Carpet Python Strikes After Eating a Hen in Queensland

A snake catcher was called upon to remove a carpet python after it had eaten a hen from a chicken coop in Diddillibah, Queensland, on April 21.

Footage posted by Stuart McKenzie of Sunshine Coast Snake Catchers 24/7 shows the large snake lunge at both McKenzie and the video recorder as they were trying to move the reptile.

“When a snake like a carpet python has a big food item in their belly, this slows them down dramatically and makes them quickly defensive if they feel threatened,” McKenzie wrote in the video caption on Facebook. Credit: Stuart McKenzie via Storyful

Video transcript

STUART MCKENZIE: Here I was looking at the weather, thinking that Thursday was going to be a slow day. It's probably the busiest start to a morning we've had in a couple of weeks. So the phone's been ringing flat [? chats ?] since, well, 2:30 this morning. Thanks to Heather for going out to that one.

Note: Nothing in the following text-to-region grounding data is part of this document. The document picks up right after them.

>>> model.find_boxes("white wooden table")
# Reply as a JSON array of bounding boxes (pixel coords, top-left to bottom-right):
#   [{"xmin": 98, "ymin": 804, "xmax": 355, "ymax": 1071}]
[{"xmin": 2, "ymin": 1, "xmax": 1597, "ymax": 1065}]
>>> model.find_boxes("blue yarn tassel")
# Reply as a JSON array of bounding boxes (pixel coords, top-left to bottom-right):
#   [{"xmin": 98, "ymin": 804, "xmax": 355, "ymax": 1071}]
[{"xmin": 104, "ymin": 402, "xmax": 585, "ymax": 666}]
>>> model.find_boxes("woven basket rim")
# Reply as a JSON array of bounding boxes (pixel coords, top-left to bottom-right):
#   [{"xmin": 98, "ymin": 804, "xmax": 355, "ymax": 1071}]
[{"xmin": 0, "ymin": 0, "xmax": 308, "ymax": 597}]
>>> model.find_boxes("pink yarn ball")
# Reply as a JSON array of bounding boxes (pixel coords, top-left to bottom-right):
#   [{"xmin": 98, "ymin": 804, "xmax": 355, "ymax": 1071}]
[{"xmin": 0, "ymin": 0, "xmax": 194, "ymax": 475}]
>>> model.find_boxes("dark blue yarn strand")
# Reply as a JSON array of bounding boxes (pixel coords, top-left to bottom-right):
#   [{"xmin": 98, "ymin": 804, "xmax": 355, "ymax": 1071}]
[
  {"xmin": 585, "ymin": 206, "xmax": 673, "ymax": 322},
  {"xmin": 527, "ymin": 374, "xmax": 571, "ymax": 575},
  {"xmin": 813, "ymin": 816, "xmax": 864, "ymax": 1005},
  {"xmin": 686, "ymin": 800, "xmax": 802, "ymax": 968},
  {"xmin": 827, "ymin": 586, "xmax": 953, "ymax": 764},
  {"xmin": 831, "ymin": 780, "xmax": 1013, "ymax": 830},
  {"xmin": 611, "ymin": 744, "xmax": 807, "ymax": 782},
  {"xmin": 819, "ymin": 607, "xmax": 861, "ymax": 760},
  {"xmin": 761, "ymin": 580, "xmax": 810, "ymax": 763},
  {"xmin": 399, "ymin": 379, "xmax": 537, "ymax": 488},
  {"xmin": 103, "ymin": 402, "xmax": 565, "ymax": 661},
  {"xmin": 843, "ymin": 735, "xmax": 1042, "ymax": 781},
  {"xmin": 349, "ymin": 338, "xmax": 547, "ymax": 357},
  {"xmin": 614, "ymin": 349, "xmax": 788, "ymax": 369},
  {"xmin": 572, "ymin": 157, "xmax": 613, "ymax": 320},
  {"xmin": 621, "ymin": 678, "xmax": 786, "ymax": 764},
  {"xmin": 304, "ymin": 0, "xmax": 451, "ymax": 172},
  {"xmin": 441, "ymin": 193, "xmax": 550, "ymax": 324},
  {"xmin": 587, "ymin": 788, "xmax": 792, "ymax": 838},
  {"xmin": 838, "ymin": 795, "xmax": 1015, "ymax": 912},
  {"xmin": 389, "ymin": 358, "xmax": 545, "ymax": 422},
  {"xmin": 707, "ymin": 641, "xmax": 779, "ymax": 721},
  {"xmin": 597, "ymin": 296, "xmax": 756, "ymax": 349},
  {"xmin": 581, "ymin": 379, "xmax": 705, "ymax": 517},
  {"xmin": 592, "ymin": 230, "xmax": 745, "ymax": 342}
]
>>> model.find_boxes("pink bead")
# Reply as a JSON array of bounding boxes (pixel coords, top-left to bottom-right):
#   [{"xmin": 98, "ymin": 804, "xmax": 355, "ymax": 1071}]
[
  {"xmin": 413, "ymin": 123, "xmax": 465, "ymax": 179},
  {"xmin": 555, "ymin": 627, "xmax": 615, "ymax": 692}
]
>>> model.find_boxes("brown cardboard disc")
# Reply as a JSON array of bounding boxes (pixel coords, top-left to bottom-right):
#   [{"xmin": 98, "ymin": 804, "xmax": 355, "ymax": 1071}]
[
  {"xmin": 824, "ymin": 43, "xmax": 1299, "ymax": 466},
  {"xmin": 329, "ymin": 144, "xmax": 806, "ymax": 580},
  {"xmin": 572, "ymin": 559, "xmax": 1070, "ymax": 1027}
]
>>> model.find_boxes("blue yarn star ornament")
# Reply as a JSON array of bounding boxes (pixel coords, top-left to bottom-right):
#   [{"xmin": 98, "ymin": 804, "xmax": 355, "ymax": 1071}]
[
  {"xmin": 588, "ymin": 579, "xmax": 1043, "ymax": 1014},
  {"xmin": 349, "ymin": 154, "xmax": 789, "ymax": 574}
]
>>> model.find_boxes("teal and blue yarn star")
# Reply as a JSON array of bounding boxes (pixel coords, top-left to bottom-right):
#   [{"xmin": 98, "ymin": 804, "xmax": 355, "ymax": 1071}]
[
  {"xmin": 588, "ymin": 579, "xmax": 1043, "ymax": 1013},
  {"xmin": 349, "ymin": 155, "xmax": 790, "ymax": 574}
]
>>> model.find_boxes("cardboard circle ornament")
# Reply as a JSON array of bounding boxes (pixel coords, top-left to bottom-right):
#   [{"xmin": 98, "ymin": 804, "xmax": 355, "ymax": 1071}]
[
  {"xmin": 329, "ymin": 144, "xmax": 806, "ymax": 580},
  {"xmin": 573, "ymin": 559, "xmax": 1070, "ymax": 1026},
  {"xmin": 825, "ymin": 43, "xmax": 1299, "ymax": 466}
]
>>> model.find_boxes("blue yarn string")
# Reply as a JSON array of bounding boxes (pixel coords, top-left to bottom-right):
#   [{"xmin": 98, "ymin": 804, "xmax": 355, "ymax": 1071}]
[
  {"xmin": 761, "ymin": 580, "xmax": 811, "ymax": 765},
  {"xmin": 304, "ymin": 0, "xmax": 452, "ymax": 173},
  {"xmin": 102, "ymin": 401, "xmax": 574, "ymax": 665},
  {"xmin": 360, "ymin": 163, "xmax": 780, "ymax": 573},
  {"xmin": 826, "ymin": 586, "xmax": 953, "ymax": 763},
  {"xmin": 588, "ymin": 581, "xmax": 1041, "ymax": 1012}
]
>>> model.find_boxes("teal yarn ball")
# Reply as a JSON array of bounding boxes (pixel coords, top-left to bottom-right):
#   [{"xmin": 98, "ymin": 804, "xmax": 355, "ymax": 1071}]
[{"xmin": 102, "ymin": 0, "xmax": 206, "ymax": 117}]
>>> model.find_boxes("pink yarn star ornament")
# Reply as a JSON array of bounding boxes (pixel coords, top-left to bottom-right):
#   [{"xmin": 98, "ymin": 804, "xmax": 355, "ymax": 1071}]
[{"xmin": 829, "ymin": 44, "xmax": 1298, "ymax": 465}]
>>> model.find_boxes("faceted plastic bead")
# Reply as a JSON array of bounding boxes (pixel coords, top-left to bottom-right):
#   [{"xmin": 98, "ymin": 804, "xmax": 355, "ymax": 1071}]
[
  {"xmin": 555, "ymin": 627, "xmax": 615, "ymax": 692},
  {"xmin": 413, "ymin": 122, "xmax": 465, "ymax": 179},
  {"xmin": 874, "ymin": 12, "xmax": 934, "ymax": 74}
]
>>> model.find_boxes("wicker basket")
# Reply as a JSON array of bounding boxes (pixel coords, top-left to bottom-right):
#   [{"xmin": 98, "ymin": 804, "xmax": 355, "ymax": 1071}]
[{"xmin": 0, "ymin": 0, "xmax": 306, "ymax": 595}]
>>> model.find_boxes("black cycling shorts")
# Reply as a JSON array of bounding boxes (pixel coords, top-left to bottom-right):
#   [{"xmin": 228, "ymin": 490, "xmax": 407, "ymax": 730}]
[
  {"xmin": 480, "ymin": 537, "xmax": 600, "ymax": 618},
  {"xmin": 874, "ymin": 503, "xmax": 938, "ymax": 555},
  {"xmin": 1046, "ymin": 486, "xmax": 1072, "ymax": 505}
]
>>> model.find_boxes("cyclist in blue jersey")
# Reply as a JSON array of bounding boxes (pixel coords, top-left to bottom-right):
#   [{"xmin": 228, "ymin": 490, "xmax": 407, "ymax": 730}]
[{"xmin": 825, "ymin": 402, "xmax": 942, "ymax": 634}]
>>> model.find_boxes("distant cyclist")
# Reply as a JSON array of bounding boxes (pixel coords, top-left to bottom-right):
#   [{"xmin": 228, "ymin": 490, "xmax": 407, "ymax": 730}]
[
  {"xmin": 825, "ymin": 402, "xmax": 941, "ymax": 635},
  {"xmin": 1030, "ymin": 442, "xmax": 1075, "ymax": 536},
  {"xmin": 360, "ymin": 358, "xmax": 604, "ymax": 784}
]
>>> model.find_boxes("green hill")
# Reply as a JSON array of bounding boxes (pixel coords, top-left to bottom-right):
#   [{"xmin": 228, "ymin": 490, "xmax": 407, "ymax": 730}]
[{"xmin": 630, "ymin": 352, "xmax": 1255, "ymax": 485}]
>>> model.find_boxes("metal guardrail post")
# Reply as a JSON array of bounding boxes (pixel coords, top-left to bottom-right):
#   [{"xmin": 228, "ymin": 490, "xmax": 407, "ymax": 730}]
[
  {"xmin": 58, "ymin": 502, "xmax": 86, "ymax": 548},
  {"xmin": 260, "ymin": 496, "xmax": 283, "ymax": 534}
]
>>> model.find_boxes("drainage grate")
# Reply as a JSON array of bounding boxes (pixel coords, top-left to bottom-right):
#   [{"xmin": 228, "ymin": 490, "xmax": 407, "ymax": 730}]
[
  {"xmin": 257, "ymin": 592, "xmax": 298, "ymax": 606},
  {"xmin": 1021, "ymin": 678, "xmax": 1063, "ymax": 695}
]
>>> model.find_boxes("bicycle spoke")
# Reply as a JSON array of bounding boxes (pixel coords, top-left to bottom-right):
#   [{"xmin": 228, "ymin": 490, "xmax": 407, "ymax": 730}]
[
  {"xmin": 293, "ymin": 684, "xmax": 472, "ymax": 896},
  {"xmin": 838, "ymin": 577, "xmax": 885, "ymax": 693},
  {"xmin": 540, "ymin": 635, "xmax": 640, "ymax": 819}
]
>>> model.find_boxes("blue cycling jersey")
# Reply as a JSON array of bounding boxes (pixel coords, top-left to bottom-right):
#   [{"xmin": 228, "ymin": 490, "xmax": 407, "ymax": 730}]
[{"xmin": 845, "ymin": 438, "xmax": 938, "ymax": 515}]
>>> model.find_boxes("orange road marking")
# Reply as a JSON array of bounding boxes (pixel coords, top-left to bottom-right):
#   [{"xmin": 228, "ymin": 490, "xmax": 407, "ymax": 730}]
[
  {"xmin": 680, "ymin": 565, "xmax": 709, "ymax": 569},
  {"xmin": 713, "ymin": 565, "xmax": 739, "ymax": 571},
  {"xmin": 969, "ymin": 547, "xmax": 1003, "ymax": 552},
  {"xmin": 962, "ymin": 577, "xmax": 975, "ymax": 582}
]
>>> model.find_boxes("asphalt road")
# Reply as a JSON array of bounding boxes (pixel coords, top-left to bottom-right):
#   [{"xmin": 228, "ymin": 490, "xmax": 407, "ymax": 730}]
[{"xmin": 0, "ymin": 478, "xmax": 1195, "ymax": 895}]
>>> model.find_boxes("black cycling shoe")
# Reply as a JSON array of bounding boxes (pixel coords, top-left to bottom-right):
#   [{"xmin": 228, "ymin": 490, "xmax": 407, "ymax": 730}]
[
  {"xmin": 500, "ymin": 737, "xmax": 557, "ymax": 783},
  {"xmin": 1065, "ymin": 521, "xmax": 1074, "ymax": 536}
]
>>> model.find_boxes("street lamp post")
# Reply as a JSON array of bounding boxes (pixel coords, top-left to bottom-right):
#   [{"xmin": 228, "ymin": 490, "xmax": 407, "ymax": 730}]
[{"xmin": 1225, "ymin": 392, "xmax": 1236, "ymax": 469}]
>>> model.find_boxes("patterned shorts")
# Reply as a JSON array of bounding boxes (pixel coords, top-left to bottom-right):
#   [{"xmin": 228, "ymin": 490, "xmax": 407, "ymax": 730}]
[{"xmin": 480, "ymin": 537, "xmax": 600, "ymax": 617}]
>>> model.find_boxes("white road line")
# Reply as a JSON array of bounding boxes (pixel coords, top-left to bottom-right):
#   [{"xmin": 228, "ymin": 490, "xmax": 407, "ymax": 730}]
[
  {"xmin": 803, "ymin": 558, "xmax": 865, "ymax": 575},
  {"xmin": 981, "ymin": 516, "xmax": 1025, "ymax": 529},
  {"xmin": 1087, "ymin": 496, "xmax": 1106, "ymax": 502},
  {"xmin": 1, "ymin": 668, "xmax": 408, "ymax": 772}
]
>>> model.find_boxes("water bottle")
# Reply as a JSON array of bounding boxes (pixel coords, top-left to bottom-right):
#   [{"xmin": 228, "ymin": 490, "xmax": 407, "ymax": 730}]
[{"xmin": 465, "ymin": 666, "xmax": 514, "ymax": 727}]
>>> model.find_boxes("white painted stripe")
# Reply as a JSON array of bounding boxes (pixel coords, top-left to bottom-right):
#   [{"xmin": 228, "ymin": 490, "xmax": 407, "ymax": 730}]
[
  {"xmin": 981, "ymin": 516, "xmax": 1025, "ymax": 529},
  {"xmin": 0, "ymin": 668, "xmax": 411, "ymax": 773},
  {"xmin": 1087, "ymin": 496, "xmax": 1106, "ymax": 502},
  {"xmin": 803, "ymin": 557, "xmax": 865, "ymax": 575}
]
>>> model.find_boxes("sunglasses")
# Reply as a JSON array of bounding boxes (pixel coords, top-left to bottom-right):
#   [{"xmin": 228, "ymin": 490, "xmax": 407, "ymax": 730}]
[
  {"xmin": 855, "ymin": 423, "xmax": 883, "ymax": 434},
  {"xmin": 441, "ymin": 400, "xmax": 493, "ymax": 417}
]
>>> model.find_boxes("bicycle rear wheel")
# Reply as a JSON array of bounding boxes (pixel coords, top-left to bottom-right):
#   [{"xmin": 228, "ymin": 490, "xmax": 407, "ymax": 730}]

But yeah, this time we've got a chicken coop-- a chicken coop-- a snake in a chicken coop. And the snake has eaten one of the big hens. So it's not going anywhere, but we're going to go get it out of there. And just another reminder to everybody to make sure your chicken coops are snake-proof, because it's an easy feed for a big python, that's for sure.

No, that's [? all right. ?]

- I've just got to-- I've got to keep the other chickens--

STUART MCKENZIE: Away from it?

- Away from it.

STUART MCKENZIE: All right, I see the tail end.

- The poor little thing. I feel sorry for the little hen.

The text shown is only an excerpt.